Digital technologies are reshaping businesses: breaking down traditional departmental and functional barriers and eradicating the associated information silos; facilitating new business models and disrupting established ones; creating a world of new challenges and opportunities. But rising to the former and exploiting the latter is about more than access to the latest and greatest technologies (though this is important); it’s also about people and processes; and this is reflected in the changing expectations of the finance function and the CFO.
“We’re entering the age of the Renaissance CFO. They are being challenged to step out of their traditional role and take on a bigger role,” says Morris Treadway, KPMG global head of financial management. In KPMG’s 2015 report The View from the Top many CEOs revealed that they think their CFOs want to step up into the top slot – in most cases, by moving to another company rather than stepping directly into their shoes. However, before this can happen, CEOs think CFOs need to broaden their focus and overcome their lack of experience outside finance.
It may be a happy coincidence for ambitious CFOs (and those who aspire to one day step into their shoes, in the same way as CFOs aspire to step up into the CEO role) that collaborating more with those outside the finance function can simultaneously be good for your career and good for the business – operationally, tactically and strategically. The tricky part, may be figuring out which of your C-suite colleagues you most need to cosy up to if you want to make the best of this happy coincidence.
Julie Teigland, CFO program leader at EY in EMEA suggests the CIO. “In today’s digital economy, the financial well-being of an enterprise is dependent on the health of the CFO-CIO relationship. To succeed, organisations must make bold technology investment decisions that are driven by corporate strategy, while managing a range of severe risks, such as cybersecurity and data privacy concerns.” EY research indicates that many CFOs know they lack the information technology (IT) knowledge to recognise what a mature cybersecurity capability looks like.
Around 44% of CFOs cite this lack of understanding as one of their top three barriers to better cybersecurity. This can make it difficult to work more closely with the CIO and prevent CFOs from investing in the initiatives which will best support the business operationally, tactically and strategically. Some of the responsibility for these communication problems clearly rest with the CIO; their tendency to discuss cybersecurity issues in technical jargon, rather than business language, can also block fast decision-making and action.
“This mission-critical convergence of technology, investment strategy and risk has elevated the CFO-CIO relationship to new levels of importance,” says Teigland.

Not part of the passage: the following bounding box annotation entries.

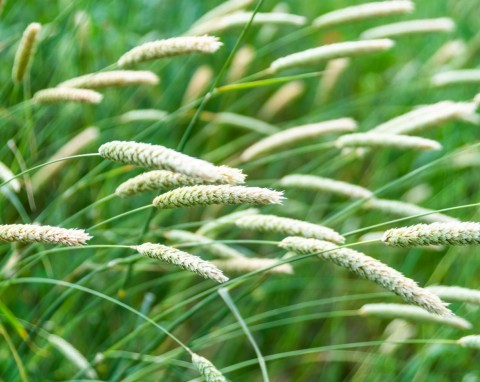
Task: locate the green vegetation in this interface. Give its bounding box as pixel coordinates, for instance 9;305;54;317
0;0;480;382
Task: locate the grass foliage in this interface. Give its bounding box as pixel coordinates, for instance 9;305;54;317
0;0;480;382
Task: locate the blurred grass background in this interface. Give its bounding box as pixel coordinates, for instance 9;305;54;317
0;0;480;381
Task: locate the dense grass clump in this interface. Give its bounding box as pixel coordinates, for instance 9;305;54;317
0;0;480;382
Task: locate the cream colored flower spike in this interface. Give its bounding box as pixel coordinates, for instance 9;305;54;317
32;88;103;104
12;23;42;83
153;185;285;208
270;39;395;73
235;215;345;244
279;237;452;316
359;304;472;330
57;70;160;89
312;0;415;28
132;243;228;283
382;222;480;247
0;224;92;246
192;353;227;382
117;36;223;67
98;141;245;184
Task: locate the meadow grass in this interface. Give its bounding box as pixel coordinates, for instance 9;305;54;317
0;0;480;382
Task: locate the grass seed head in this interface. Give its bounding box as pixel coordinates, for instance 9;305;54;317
279;237;452;316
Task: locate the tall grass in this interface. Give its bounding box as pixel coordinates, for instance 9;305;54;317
0;0;480;381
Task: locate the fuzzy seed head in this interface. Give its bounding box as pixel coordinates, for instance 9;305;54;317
241;118;357;162
153;185;284;208
312;0;415;28
98;141;245;184
115;170;207;198
0;162;21;192
270;39;395;72
280;174;373;199
359;304;472;330
212;257;293;275
360;17;455;39
12;23;42;83
279;237;452;316
235;215;345;244
382;222;480;247
57;70;160;89
0;224;92;246
457;335;480;349
192;353;227;382
117;35;223;67
335;132;442;150
32;88;103;104
163;230;244;259
132;243;228;283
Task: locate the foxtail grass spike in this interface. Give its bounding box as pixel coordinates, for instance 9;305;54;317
57;70;160;89
12;22;42;83
98;141;245;184
383;222;480;247
189;12;307;35
192;353;227;382
457;335;480;350
117;35;223;67
163;229;244;259
241;118;357;162
235;215;345;244
335;132;442;150
0;224;92;246
115;170;208;198
153;185;284;208
279;237;452;316
132;243;228;283
33;88;103;104
359;304;472;330
212;257;293;275
312;0;415;28
360;17;455;39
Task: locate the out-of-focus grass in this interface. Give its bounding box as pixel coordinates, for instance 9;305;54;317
0;0;480;381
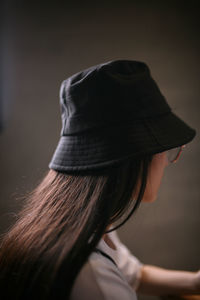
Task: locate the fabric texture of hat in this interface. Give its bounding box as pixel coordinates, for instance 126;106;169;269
49;60;195;172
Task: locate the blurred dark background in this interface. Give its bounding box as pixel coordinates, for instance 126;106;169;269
0;0;200;298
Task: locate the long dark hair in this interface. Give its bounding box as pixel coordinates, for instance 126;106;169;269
0;156;152;299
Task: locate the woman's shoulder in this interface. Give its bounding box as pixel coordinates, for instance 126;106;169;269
70;252;137;300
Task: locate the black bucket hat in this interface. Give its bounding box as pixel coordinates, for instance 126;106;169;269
49;60;195;172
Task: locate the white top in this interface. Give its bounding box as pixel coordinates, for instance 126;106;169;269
70;231;142;300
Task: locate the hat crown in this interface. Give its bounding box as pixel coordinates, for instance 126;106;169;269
60;60;170;135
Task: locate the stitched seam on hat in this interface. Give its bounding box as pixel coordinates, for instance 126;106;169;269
144;119;164;146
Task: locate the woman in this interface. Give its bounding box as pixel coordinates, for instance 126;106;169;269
0;60;200;300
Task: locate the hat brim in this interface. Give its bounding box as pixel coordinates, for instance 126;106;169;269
49;112;196;172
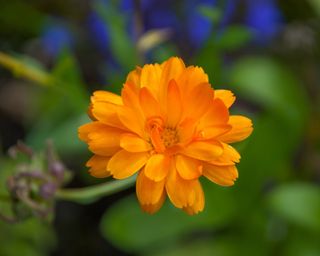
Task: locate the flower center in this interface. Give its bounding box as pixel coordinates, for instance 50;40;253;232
161;127;179;148
147;118;179;153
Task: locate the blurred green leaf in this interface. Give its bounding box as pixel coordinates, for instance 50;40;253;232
230;57;308;128
309;0;320;16
95;1;139;71
27;51;89;153
268;183;320;231
197;4;222;24
0;0;44;37
0;219;56;256
216;25;252;51
101;181;236;252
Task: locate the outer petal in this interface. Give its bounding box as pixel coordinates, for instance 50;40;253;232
181;141;223;161
126;67;142;89
214;90;236;108
177;66;209;96
144;154;170;181
203;164;238;186
219;116;253;143
175;155;202;180
209;143;240;166
88;127;122;156
91;101;127;130
159;57;186;106
166;167;200;211
78;121;108;141
139;87;161;119
117;106;145;138
140;64;162;96
120;133;152;152
165;80;182;127
183;180;205;215
107;150;149;179
91;91;123;105
136;170;164;205
140;191;166;214
199;99;229;129
183;83;214;120
86;155;111;178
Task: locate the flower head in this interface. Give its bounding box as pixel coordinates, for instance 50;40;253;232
79;57;252;214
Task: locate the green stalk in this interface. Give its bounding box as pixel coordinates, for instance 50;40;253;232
0;52;51;86
56;176;136;204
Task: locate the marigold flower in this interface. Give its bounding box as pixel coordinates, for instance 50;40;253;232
79;57;253;214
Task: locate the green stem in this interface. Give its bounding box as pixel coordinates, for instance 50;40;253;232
0;52;51;86
56;176;136;204
0;195;11;202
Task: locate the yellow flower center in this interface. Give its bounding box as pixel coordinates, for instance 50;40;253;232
147;117;179;153
161;127;179;148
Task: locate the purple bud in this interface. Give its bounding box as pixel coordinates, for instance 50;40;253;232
49;161;65;180
40;183;57;199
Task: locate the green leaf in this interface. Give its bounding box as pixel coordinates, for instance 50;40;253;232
230;57;308;128
268;183;320;232
27;51;89;152
0;219;56;256
197;4;222;24
101;181;236;252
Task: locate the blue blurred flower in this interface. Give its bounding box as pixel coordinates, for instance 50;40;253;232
87;11;110;55
40;19;74;57
245;0;283;44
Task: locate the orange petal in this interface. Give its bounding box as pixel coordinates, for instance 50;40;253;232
107;150;149;179
178;118;198;144
140;64;162;96
219;116;253;143
136;170;164;205
144;154;170;181
117;106;145;138
214;90;236;108
86;155;111;178
177;66;209;97
91;91;123;105
140;191;166;214
126;67;142;89
203;164;238;186
183;83;213;120
166;80;182;127
165;167;199;208
139;87;161;119
181;141;223;161
121;83;140;111
161;57;186;86
92;101;127;130
120;133;152;152
199;99;229;129
159;57;186;106
78;121;108;141
88;127;122;156
200;124;231;139
175;155;202;180
183;180;205;215
209;143;240;166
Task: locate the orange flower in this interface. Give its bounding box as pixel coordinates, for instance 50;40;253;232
79;57;252;214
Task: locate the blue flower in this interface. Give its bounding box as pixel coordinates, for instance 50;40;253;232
245;0;283;44
40;19;74;57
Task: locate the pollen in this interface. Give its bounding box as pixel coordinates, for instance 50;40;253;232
161;127;179;148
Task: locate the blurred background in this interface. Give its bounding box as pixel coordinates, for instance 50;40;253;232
0;0;320;256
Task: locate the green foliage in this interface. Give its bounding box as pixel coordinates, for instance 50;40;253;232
101;179;236;252
27;51;89;154
269;183;320;232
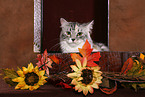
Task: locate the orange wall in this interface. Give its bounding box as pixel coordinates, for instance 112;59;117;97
0;0;145;68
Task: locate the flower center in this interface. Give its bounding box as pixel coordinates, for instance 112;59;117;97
81;69;93;85
25;72;39;86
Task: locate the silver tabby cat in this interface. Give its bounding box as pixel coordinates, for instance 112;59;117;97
60;18;109;53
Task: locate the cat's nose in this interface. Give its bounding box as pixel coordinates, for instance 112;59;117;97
71;39;75;41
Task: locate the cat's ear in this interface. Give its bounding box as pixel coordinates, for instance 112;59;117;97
87;20;94;29
60;18;68;27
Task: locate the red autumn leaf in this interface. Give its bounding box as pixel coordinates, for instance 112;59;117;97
100;82;117;94
121;58;133;74
71;40;101;67
49;55;61;64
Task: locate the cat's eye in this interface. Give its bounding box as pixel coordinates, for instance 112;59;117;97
77;32;83;36
66;31;71;35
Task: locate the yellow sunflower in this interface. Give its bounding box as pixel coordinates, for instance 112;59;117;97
12;63;47;91
67;58;102;95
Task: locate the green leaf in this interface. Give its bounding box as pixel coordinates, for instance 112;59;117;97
131;84;137;92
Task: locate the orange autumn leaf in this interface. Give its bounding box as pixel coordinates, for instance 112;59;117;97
49;55;60;64
71;40;101;67
100;82;117;94
121;58;133;74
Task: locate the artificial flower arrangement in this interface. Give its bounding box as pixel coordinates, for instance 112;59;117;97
2;40;145;96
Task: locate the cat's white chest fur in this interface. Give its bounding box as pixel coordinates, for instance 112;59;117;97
61;41;84;53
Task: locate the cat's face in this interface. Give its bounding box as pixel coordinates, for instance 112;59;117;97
60;18;93;47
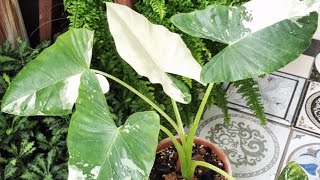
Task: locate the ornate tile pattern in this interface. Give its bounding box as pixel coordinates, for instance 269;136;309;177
197;107;290;180
295;81;320;134
278;130;320;180
227;72;306;125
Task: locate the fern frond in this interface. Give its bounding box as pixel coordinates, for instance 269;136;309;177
233;78;267;125
212;84;230;124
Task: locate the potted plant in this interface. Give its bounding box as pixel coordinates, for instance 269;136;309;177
1;0;318;179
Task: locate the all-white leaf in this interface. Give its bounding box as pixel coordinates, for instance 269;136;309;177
96;74;110;94
107;3;201;103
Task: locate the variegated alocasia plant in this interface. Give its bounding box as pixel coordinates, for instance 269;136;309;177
1;0;317;180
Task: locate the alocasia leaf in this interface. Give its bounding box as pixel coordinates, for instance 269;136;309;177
172;0;318;83
107;3;201;103
278;161;308;180
67;72;160;180
1;29;108;116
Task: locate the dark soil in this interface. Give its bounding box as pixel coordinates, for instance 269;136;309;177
149;144;225;180
310;65;320;82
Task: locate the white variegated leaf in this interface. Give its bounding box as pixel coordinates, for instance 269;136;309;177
107;3;201;103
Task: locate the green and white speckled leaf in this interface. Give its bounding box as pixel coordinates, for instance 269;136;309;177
107;3;201;103
1;29;109;116
278;161;308;180
172;0;319;83
67;72;160;180
1;29;93;116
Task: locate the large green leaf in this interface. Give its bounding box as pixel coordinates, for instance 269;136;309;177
1;29;93;116
107;3;201;103
172;0;318;82
68;72;159;180
278;161;308;180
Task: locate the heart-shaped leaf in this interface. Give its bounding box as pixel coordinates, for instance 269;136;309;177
107;3;201;103
1;29;93;116
278;161;308;180
172;0;318;82
68;72;160;180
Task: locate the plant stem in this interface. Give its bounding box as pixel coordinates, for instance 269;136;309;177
192;161;235;180
160;125;184;155
182;83;214;179
171;99;186;144
189;83;214;139
160;125;191;176
91;69;179;133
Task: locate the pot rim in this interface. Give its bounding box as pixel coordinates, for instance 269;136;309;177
157;136;232;175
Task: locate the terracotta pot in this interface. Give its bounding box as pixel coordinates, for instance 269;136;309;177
157;137;232;174
114;0;137;8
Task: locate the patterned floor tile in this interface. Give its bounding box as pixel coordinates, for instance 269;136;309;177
313;15;320;40
278;130;320;180
227;72;306;125
197;107;290;180
295;81;320;134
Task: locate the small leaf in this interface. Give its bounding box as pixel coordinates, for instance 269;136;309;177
107;3;201;103
278;161;308;180
172;0;319;83
0;55;16;63
67;72;160;180
1;29;93;116
2;73;11;85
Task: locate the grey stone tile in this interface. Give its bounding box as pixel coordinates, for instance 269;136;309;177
197;107;290;180
295;81;320;134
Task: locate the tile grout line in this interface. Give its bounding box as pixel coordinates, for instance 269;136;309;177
276;127;293;178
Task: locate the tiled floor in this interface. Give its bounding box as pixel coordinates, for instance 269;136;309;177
197;16;320;180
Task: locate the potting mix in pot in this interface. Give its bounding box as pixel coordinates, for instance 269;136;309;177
1;0;319;180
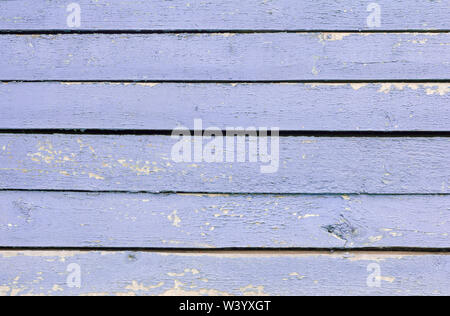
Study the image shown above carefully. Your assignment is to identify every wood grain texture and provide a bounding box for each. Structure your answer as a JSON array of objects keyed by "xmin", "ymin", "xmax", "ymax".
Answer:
[
  {"xmin": 0, "ymin": 0, "xmax": 450, "ymax": 30},
  {"xmin": 0, "ymin": 251, "xmax": 450, "ymax": 296},
  {"xmin": 0, "ymin": 82, "xmax": 450, "ymax": 131},
  {"xmin": 0, "ymin": 33, "xmax": 450, "ymax": 81},
  {"xmin": 0, "ymin": 192, "xmax": 450, "ymax": 248},
  {"xmin": 0, "ymin": 134, "xmax": 450, "ymax": 194}
]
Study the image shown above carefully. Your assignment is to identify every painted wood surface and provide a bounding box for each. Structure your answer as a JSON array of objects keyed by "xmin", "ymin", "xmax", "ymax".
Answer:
[
  {"xmin": 0, "ymin": 192, "xmax": 450, "ymax": 248},
  {"xmin": 0, "ymin": 82, "xmax": 450, "ymax": 131},
  {"xmin": 0, "ymin": 0, "xmax": 450, "ymax": 30},
  {"xmin": 0, "ymin": 134, "xmax": 450, "ymax": 194},
  {"xmin": 0, "ymin": 251, "xmax": 450, "ymax": 296},
  {"xmin": 0, "ymin": 33, "xmax": 450, "ymax": 81}
]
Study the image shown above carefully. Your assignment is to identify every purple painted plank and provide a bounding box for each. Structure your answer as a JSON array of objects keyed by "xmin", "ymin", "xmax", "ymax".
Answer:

Although CFOs may be struggling with cybersecurity (and who isn’t), Raphael Bres, GM of financial management applications at FinancialForce.com sees them taking a much more active role in the front office, with customer relationships. “We are seeing the CFO and CIO partnering to support the needs of the business, from marketing and sales through to ongoing support,” he says.
This extended and outward-looking focus on relationships between organisations and their customers is also increasing the importance of the relationship between marketing and finance. “The CMO needs the support of the CFO more than ever,” says Bres. “With the right tools in place the CFO can help the CMO to understand how to optimise budget, by providing visibility into the profitability of campaigns, events, regions and so on, and providing data-driven insight into what’s working in marketing and what isn’t,” he adds.
As well as cosying up with the CMO and the CIO, CFOs may need to work on building closer relationships with others in the C-suite – particularly if the finance function and the rest of the organisation is to survive (and exploit) some of the emerging megatrends in both technology and demographics. Carole Sawdye, CFO of PwC US says: “It is critical that CFOs collaborate with human capital organisations and IT,” she says, adding: “The cost of highly skilled labour will soon outpace revenues unless business models shift.”
In Breaking away: How leading finance functions are redefining excellence, PwC outlines the looming threat of demographic megatrends such as aging populations, loss of key skills and millennial demands for emotional connection and work flexibility. Sawdye suggests businesses use technology to provide the mobility and flexibility millennials crave and to empower the changing labour force. “Organisations must endeavour to retain women in the workforce, as well as to retain older workers beyond the traditional age of retirement,” she says.
PwC research found that top performing finance functions are more likely to prioritise people management, business partnering, and generating a return on IT investment. They tend to be more cost-efficient than their peers: they spend more time on analysis than on data gathering and use IT to streamline and speed up tasks – using their time and a more knowledge-based approach to provide sharper insights. Sawdye says: “CFOs need to push their C-suite colleagues by helping them see the financial impact of accelerating demographic and technology trends.”
According to KPMGs View from the Top report, all of this is a golden opportunity for CFOs to help CEOs with the issues that keep them up at night – if CFOs can broaden their horizons and build the relationships they need to close the gap between the CEO expectations and the reality on the ground. “This means turning numbers into actionable intelligence and showcasing strong leadership qualities, collaborating with operations and thinking and acting globally,” says Treadway. It looks as if CFOs are going to need more than one new best friend.